It changes depending on the stage of development. That one point seems to be missed by many. I am currently about 255-260lbs (dieting now but by no means trying to get truly "ripped"). No newbie should be lifting just like me. My training evolved into what I do now. My chest training, for instance, revolves largely around machines lately. Mind you, they are Hammer Strength plate loaded machines (not cable machines), but they are still classified as "machines".
I saw the greatest difference in strength gains (after I hit 405lbs as a max weight on flat bench press) with dumbbells. It also seemed to help me grow better after that point. The only reason I don't do these exclusively now is because the effort to get dumbbells needed to continue stimulating growth into position takes a shit load of effort without a spotter. I would literally tire myself out just getting the weight ready to be lifted. If I had a spotter who was strong enough for me to confide in, I would probably add them back in.
My rating would as:
beginners- flat bench press with the addition of dumbbells for possibly one movement. The rest of the exercises can revolve around the barbell (inclines, declines) as it helps the development of every muscle used to stabilize the weight. It also teaches balance.

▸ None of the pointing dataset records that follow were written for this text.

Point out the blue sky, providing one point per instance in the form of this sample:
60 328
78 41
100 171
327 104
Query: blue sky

Intermediates- a move away from barbells and more of a focus on dumbbells and some "good machines" like Hammer Sttrength thrown in. I began doing the pec deck as a very last movement just to get more blood in the area. I consider it a very poor overall mass exercise.
Beyond intermediate- You do whatever the hell keeps you growing and getting stronger. For me, that includes HS machines laregly as I need no spotter and can continue pushing my limits. My only drawback is that their incline machines only hold 5 plates a side. That isn't bragging, it is simply the truth.